We have summarized frequently asked questions in a Q&A format. Please click on a question to see the answer.
The name of our lab is an original name, so it may be hard to imagine, but our research has two main pillars: computer vision, where computers understand scenes through cameras, and computer graphics, where computers generate images. In computer vision, we estimate the 3D shape, color, and material of objects. In computer graphics, we aim to reproduce the appearance of real objects and generate CG that looks the same as real ones.
We also study computational photography, which may be an unfamiliar term. By combining image capture with computation, we extend the basic principles of cameras and improve their performance in new ways. It can visualize information that cannot be captured by normal cameras, in other words, it makes invisible things visible. For this reason, it is attracting attention in industry.
In recent years, we also focus on deep learning. Instead of ignoring the physics of light, we study learning methods based on physical models, and combine them with our strong optical sensing technologies.
Several projects funded by competitive research grants are ongoing, and we also have joint research with multiple companies. In general, a list of research topics related to these projects is provided, and students choose from it freely. On the other hand, students can also set their own topics based on their strong interests.
In these funded projects, many studies use special cameras such as hyperspectral cameras, Time-of-Flight cameras, and thermal cameras.
These are the titles of Master's theses in 2025.
These are the titles of Master's theses in 2024.
These are the titles of Master's theses in 2023.
Each student is assigned a different research topic. However, students do not work completely independently. They form groups based on similar topics and share tools and ideas. Each group has a meeting once a week, where students report their progress, discuss problems, and ask questions.
In addition, there is a weekly meeting with all members. Several students give presentations on their research progress in a conference style, and introduce papers from recent international conferences. Through this, students can understand not only their own research, but also the activities of the whole lab, and learn about state-of-the-art research.
Since optical measurement is one of our main research topics, we have a wide range of equipment such as cameras, lenses, and light sources. In particular, in addition to consumer cameras, we have special cameras such as hyperspectral cameras, depth (ToF) cameras, and thermal (far-infrared) cameras. We also have a large dark room where ambient light is controlled, which allows us to perform various kinds of optical measurements.
Deep learning requires strong GPU computing resources. For this reason, in addition to cloud services, our lab has many GPUs, and we maintain an environment where experiments can be done at any time.
About 80 students have completed the Master's program. Their main employers, including group companies, are electronics companies such as Panasonic (11), Mitsubishi Electric (4), Sony (6), Hitachi (3), and NEC. Because many students work on camera-related research, some also join companies such as Ricoh (2), Canon (2), and Olympus. Some students also work in the mobility industry, such as Honda (2), Denso (2), Mazda, and Yamaha Motor. In addition, more students are joining industrial companies such as Kubota (3) and Yanmar. In recent years, more students have joined IT and telecom companies such as NTT Docomo, NTT Data, Yahoo (2), SoftBank (2), Rakuten, and DMM.
So far, 7 students have completed the Doctoral program. They work at Kyushu University, National Institute of Informatics, SenseTime Japan, Optech Innovation LLC, Asahi Kasei, National Institute of Advanced Industrial Science and Technology (AIST), and Tokyo International University.
In recent years, we mainly use Python. It is used for a wide range of tasks such as camera control, numerical computation, and deep learning. Programming skills are helpful, but not required. Many students start with little or no programming experience, and learn programming while working on their research.

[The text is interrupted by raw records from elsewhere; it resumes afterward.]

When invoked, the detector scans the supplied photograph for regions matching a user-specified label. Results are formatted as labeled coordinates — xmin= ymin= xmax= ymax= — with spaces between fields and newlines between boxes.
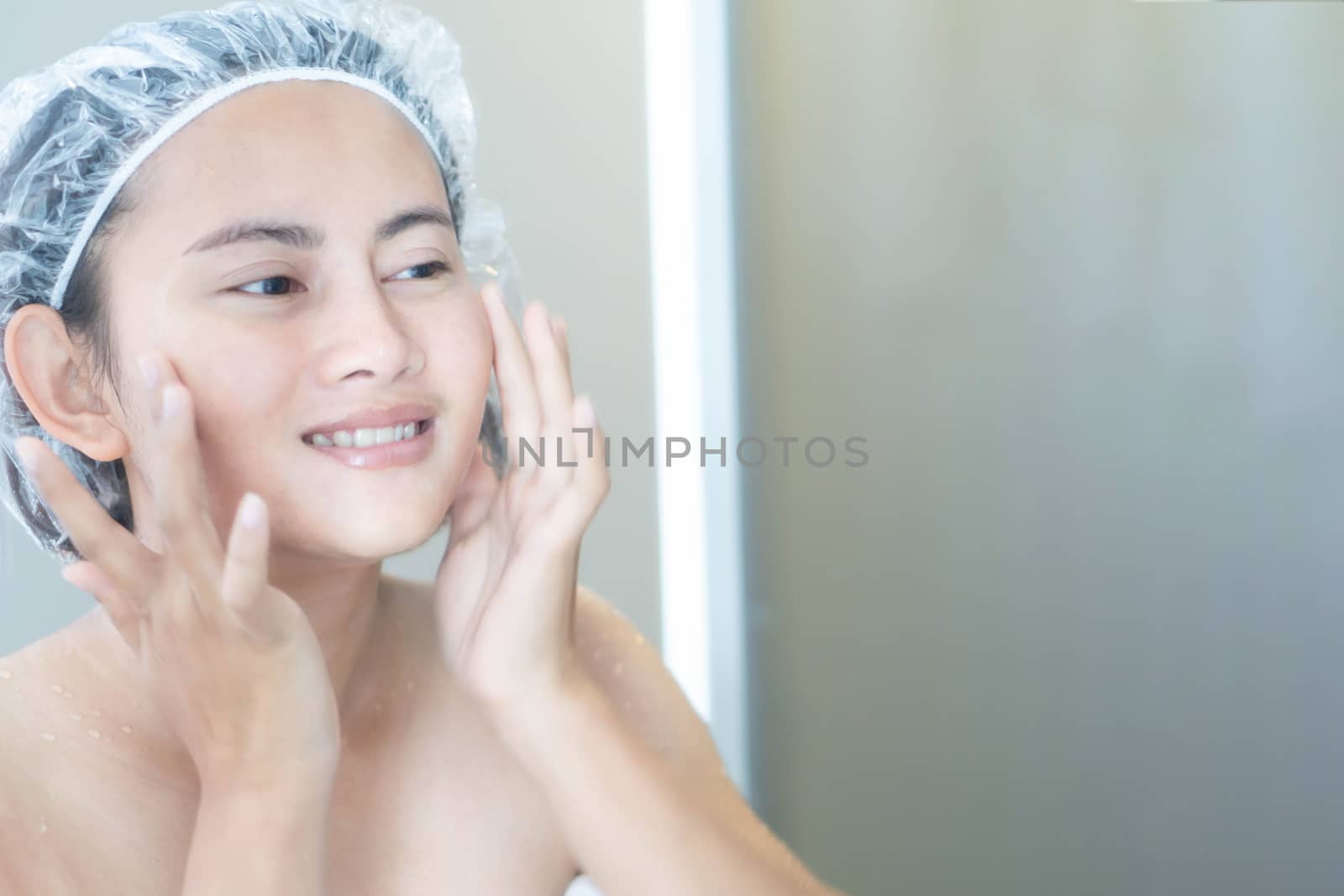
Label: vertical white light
xmin=643 ymin=0 xmax=748 ymax=793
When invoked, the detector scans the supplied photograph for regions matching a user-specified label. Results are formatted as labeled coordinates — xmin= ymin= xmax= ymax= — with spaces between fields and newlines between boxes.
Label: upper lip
xmin=304 ymin=403 xmax=434 ymax=435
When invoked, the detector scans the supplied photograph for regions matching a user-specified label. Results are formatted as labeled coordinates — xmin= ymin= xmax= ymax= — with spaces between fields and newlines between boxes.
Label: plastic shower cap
xmin=0 ymin=0 xmax=522 ymax=563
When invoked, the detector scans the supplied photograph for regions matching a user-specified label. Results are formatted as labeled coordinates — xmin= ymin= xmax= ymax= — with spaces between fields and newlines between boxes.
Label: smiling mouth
xmin=302 ymin=417 xmax=434 ymax=448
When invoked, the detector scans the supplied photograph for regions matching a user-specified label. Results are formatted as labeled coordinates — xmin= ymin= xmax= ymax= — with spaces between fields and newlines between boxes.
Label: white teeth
xmin=306 ymin=423 xmax=418 ymax=448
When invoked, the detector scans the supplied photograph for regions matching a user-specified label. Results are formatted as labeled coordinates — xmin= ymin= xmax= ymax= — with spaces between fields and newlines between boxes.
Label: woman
xmin=0 ymin=2 xmax=833 ymax=896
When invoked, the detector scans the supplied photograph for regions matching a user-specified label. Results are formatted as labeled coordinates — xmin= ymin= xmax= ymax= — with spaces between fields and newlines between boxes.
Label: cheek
xmin=425 ymin=301 xmax=495 ymax=386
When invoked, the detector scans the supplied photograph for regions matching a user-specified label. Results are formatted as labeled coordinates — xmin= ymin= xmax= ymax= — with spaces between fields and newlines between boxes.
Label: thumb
xmin=60 ymin=560 xmax=139 ymax=654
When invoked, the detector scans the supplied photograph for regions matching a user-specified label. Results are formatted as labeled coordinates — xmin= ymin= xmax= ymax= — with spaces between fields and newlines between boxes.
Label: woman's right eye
xmin=234 ymin=277 xmax=301 ymax=296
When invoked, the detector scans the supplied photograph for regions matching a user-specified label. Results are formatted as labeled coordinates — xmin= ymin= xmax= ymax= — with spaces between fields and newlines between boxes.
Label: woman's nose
xmin=314 ymin=280 xmax=419 ymax=383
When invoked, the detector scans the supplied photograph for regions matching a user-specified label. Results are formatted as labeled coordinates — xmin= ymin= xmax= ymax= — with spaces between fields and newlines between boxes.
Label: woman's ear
xmin=4 ymin=304 xmax=130 ymax=461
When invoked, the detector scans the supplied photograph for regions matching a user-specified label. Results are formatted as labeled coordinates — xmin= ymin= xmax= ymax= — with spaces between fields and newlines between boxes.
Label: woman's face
xmin=103 ymin=82 xmax=493 ymax=558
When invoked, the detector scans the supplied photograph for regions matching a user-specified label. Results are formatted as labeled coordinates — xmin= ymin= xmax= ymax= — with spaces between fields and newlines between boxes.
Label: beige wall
xmin=0 ymin=0 xmax=659 ymax=656
xmin=735 ymin=0 xmax=1344 ymax=896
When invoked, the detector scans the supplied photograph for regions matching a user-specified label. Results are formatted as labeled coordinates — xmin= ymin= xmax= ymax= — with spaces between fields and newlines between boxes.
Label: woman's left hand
xmin=434 ymin=282 xmax=610 ymax=712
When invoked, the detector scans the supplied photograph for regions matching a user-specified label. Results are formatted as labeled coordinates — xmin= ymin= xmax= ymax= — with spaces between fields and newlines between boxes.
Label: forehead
xmin=128 ymin=81 xmax=446 ymax=215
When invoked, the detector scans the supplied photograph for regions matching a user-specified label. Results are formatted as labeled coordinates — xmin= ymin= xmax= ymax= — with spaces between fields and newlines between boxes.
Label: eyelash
xmin=234 ymin=260 xmax=453 ymax=296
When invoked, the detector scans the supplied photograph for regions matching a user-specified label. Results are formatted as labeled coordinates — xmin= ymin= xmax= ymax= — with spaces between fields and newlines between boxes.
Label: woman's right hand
xmin=16 ymin=354 xmax=340 ymax=789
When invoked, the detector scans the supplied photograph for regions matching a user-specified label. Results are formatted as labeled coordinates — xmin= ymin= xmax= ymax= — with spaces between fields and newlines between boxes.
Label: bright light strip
xmin=643 ymin=0 xmax=748 ymax=793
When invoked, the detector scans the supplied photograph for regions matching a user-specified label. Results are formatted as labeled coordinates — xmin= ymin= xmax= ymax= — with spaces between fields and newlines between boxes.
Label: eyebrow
xmin=183 ymin=206 xmax=453 ymax=255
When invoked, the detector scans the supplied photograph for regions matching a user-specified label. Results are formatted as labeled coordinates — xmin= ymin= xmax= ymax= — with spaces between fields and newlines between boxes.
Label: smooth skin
xmin=0 ymin=82 xmax=835 ymax=896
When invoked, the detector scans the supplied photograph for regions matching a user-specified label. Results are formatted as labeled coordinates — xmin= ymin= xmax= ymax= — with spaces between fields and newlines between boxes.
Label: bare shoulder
xmin=574 ymin=583 xmax=731 ymax=786
xmin=0 ymin=618 xmax=96 ymax=876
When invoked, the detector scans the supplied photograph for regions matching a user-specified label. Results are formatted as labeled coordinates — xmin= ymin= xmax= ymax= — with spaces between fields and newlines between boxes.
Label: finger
xmin=60 ymin=560 xmax=139 ymax=652
xmin=220 ymin=491 xmax=274 ymax=634
xmin=551 ymin=395 xmax=612 ymax=537
xmin=15 ymin=435 xmax=157 ymax=607
xmin=448 ymin=445 xmax=500 ymax=551
xmin=481 ymin=280 xmax=542 ymax=473
xmin=522 ymin=302 xmax=574 ymax=443
xmin=155 ymin=364 xmax=223 ymax=618
xmin=522 ymin=302 xmax=576 ymax=494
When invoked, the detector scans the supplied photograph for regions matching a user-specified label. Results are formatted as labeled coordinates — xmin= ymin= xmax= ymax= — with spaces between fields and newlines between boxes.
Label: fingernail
xmin=238 ymin=491 xmax=266 ymax=529
xmin=136 ymin=354 xmax=159 ymax=388
xmin=163 ymin=388 xmax=181 ymax=421
xmin=574 ymin=394 xmax=596 ymax=426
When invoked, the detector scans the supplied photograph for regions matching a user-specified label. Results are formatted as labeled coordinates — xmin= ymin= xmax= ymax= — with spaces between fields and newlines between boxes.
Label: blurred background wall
xmin=732 ymin=0 xmax=1344 ymax=896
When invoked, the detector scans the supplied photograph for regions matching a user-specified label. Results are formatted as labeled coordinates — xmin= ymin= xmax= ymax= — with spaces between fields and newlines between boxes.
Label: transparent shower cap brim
xmin=51 ymin=65 xmax=451 ymax=311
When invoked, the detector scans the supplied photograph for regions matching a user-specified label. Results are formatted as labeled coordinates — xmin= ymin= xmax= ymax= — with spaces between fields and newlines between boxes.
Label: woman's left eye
xmin=392 ymin=262 xmax=452 ymax=280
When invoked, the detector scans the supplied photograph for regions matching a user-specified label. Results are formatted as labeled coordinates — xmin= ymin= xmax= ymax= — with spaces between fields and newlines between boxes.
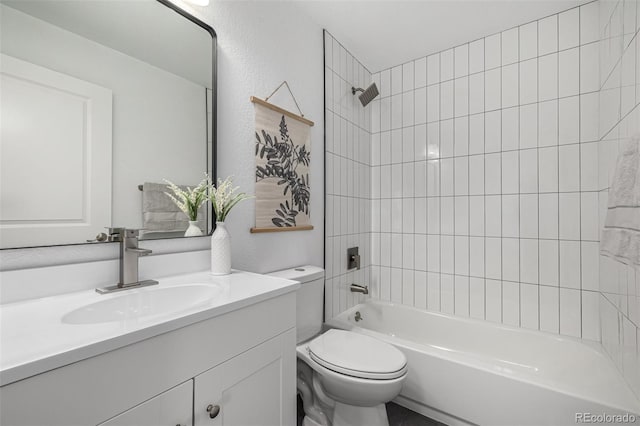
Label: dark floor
xmin=298 ymin=396 xmax=446 ymax=426
xmin=387 ymin=402 xmax=446 ymax=426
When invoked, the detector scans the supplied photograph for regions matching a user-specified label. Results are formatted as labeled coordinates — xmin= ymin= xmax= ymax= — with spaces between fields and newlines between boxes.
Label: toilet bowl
xmin=270 ymin=266 xmax=407 ymax=426
xmin=297 ymin=330 xmax=407 ymax=426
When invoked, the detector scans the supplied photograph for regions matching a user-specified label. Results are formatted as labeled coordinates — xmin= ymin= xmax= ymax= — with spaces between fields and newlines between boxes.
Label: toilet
xmin=269 ymin=266 xmax=407 ymax=426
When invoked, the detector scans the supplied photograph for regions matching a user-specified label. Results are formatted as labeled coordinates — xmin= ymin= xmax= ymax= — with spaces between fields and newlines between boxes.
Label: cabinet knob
xmin=207 ymin=404 xmax=220 ymax=419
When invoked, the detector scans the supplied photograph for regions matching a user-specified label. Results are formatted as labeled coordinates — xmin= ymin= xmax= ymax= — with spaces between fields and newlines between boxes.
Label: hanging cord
xmin=264 ymin=80 xmax=304 ymax=117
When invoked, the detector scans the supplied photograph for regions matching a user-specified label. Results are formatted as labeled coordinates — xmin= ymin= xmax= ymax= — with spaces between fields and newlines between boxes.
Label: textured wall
xmin=204 ymin=1 xmax=324 ymax=272
xmin=598 ymin=0 xmax=640 ymax=396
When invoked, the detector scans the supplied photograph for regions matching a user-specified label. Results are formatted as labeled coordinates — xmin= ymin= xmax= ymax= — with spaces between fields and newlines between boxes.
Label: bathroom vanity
xmin=0 ymin=272 xmax=299 ymax=426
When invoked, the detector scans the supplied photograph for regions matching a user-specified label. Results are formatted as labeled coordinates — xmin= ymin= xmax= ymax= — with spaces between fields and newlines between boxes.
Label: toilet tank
xmin=267 ymin=265 xmax=324 ymax=343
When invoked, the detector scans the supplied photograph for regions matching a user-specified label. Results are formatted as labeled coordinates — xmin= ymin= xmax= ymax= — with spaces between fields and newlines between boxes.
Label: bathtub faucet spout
xmin=349 ymin=284 xmax=369 ymax=294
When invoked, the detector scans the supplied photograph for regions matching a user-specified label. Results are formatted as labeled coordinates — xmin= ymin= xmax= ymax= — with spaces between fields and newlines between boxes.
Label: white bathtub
xmin=327 ymin=301 xmax=640 ymax=426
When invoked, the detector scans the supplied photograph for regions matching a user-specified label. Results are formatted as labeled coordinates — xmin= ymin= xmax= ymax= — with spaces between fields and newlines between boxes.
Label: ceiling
xmin=292 ymin=0 xmax=588 ymax=72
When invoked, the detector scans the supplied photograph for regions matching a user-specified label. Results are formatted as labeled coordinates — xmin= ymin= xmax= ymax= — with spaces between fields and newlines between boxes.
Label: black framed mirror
xmin=0 ymin=0 xmax=217 ymax=249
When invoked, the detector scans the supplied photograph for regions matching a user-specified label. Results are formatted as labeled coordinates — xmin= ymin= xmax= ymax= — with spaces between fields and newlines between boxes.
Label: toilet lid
xmin=309 ymin=329 xmax=407 ymax=380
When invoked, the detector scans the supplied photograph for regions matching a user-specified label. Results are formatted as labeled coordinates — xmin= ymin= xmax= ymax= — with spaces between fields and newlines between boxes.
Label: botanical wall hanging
xmin=251 ymin=82 xmax=313 ymax=232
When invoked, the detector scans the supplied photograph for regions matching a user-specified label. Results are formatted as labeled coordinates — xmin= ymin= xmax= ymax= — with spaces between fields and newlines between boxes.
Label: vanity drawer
xmin=0 ymin=292 xmax=296 ymax=426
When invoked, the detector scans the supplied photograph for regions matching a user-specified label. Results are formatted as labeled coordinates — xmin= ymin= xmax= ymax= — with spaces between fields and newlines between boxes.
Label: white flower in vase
xmin=209 ymin=176 xmax=253 ymax=275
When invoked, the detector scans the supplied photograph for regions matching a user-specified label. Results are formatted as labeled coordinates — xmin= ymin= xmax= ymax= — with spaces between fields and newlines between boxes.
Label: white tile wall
xmin=596 ymin=0 xmax=640 ymax=402
xmin=325 ymin=32 xmax=370 ymax=318
xmin=370 ymin=3 xmax=600 ymax=340
xmin=325 ymin=0 xmax=640 ymax=395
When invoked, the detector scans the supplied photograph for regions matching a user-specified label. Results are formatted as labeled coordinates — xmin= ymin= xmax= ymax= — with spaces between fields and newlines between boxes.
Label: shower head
xmin=351 ymin=83 xmax=379 ymax=106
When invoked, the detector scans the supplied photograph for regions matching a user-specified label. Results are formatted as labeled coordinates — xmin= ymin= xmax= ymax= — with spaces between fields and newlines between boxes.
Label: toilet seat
xmin=308 ymin=329 xmax=407 ymax=380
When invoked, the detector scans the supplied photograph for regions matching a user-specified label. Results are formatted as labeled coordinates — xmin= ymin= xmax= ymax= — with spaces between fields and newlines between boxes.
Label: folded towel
xmin=142 ymin=182 xmax=207 ymax=233
xmin=600 ymin=135 xmax=640 ymax=266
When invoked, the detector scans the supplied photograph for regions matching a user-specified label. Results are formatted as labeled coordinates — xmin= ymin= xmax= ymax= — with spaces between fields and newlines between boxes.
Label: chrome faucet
xmin=96 ymin=228 xmax=158 ymax=294
xmin=349 ymin=284 xmax=369 ymax=294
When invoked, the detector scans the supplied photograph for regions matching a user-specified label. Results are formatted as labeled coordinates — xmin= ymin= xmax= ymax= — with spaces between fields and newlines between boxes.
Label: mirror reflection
xmin=0 ymin=0 xmax=215 ymax=248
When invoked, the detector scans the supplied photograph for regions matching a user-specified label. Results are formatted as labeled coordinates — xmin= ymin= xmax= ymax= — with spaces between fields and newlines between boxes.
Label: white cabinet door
xmin=194 ymin=329 xmax=296 ymax=426
xmin=98 ymin=380 xmax=193 ymax=426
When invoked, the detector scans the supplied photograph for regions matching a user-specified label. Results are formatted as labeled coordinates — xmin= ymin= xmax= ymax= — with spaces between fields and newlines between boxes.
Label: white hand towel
xmin=600 ymin=135 xmax=640 ymax=266
xmin=142 ymin=182 xmax=207 ymax=233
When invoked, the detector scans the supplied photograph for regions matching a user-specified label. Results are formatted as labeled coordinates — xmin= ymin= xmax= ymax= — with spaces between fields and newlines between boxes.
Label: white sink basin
xmin=62 ymin=284 xmax=221 ymax=324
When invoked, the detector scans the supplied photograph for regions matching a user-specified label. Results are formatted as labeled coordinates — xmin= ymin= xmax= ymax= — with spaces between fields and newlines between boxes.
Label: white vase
xmin=184 ymin=220 xmax=202 ymax=237
xmin=211 ymin=222 xmax=231 ymax=275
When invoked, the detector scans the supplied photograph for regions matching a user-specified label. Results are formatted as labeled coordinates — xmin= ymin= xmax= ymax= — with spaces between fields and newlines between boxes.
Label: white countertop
xmin=0 ymin=271 xmax=299 ymax=386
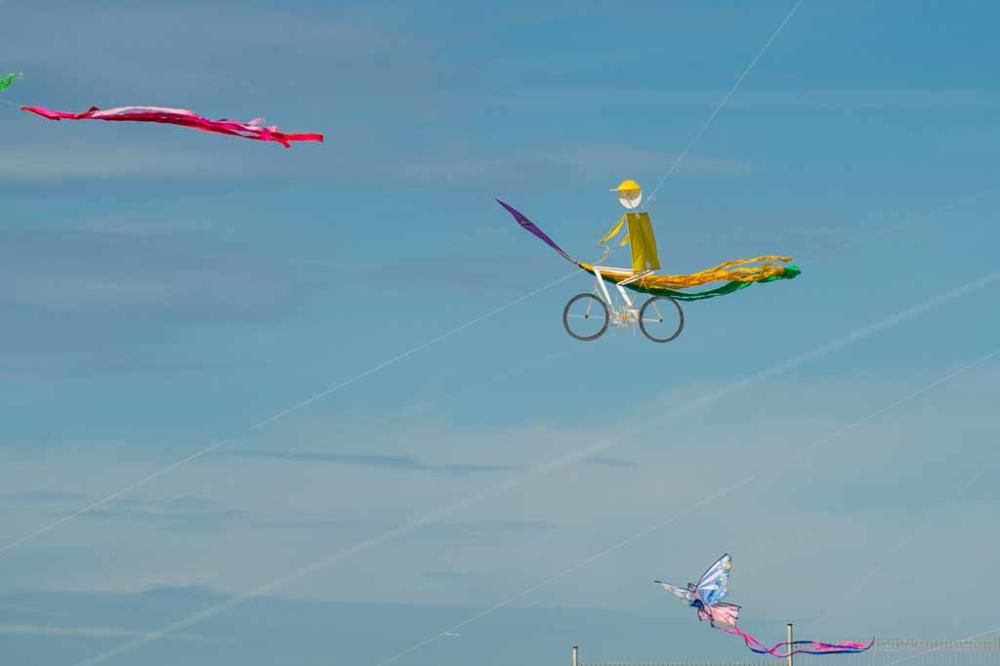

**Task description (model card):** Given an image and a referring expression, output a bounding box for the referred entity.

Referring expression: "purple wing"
[497,199,577,264]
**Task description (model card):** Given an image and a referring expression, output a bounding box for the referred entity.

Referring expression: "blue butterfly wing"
[696,553,733,606]
[653,580,694,603]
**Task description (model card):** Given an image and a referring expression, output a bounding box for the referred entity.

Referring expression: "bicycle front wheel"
[563,294,608,342]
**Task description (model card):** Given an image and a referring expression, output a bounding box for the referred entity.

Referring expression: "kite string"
[0,271,579,555]
[647,0,805,204]
[378,342,1000,666]
[77,271,1000,666]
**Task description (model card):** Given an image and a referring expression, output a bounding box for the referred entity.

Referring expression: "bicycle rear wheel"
[639,296,684,342]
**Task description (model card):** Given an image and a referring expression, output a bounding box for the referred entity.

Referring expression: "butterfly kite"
[654,554,875,659]
[21,106,323,148]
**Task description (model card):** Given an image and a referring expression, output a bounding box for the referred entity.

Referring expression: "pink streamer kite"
[21,106,323,148]
[654,554,875,659]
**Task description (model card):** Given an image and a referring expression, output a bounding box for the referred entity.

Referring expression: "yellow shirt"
[600,213,660,273]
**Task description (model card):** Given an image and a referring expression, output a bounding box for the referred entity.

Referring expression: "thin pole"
[785,622,793,666]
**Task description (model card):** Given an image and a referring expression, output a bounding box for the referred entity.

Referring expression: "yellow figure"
[599,180,660,274]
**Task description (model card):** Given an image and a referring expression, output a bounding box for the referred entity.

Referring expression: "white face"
[618,190,642,210]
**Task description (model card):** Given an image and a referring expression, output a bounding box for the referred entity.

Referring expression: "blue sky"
[0,0,1000,665]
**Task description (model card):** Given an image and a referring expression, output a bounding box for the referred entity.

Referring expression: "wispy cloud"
[0,624,206,641]
[587,456,639,468]
[232,449,517,476]
[0,490,85,504]
[393,144,751,186]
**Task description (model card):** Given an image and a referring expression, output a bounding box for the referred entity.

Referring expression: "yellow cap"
[608,179,642,194]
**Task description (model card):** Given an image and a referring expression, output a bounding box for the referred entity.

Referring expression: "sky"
[0,0,1000,666]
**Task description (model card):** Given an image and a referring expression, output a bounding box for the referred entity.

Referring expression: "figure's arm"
[597,215,628,245]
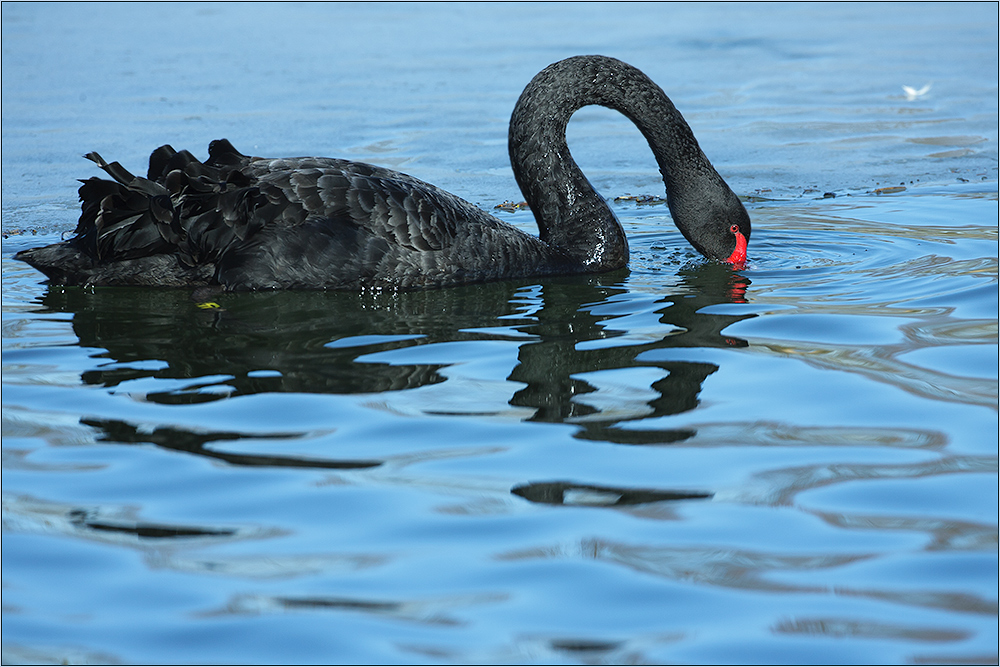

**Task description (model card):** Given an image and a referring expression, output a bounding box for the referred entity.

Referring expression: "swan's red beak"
[724,225,747,271]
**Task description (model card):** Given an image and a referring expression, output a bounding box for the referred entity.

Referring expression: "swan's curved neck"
[508,56,731,271]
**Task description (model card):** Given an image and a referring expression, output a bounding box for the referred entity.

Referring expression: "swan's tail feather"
[17,139,260,284]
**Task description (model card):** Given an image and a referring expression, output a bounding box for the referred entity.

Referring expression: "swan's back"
[18,139,558,290]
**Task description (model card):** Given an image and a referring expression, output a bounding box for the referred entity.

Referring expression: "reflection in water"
[511,482,712,507]
[42,264,753,456]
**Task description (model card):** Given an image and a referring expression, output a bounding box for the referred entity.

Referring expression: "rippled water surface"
[2,3,998,664]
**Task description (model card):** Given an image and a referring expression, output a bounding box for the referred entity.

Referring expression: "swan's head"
[668,187,750,269]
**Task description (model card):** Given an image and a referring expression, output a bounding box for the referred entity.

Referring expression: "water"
[2,3,998,664]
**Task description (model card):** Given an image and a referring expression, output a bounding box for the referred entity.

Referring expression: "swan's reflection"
[43,264,752,444]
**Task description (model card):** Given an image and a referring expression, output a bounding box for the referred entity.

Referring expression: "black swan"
[15,56,750,290]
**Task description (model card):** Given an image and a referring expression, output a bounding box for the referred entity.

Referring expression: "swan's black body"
[16,56,750,290]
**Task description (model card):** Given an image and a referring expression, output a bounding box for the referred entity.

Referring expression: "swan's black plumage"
[16,56,750,290]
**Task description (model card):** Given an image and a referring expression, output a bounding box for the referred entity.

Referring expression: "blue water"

We encourage a healthy lifestyle, such as coming in the morning and going home in the evening, but we do not set strict core hours. Attendance at regular lab meetings is required, but outside of that, students have some flexibility as long as they make proper progress in their work. Job hunting is an important event, so if students inform us in advance, they are allowed to miss regular meetings.
We aim to create a bright, clean, and comfortable lab environment. In addition to individual desks, we have a large space where students can talk and share information. In the "Creative Circle" near the entrance, various information is naturally shared. The doors of faculty offices are also open, so students and faculty share one large open space.
Including graduates, the number of regular international students is: China (12), Belgium (1), Tanzania (1), Indonesia (1), Brazil (1), Mexico (2), Pakistan (1), and Bangladesh (1). Short-term visitors so far include France (11), the United States (1), and Germany (2). In particular, we have long-term collaborations with universities in France and the United States, so there is active exchange of researchers and students.
Each student sets up a work environment that is comfortable for them. In the Information Science area, each student is provided with a MacBook Air. In addition, they also use Windows laptops in the lab. Multiple displays are available, and students arrange them in ways that make their work easier.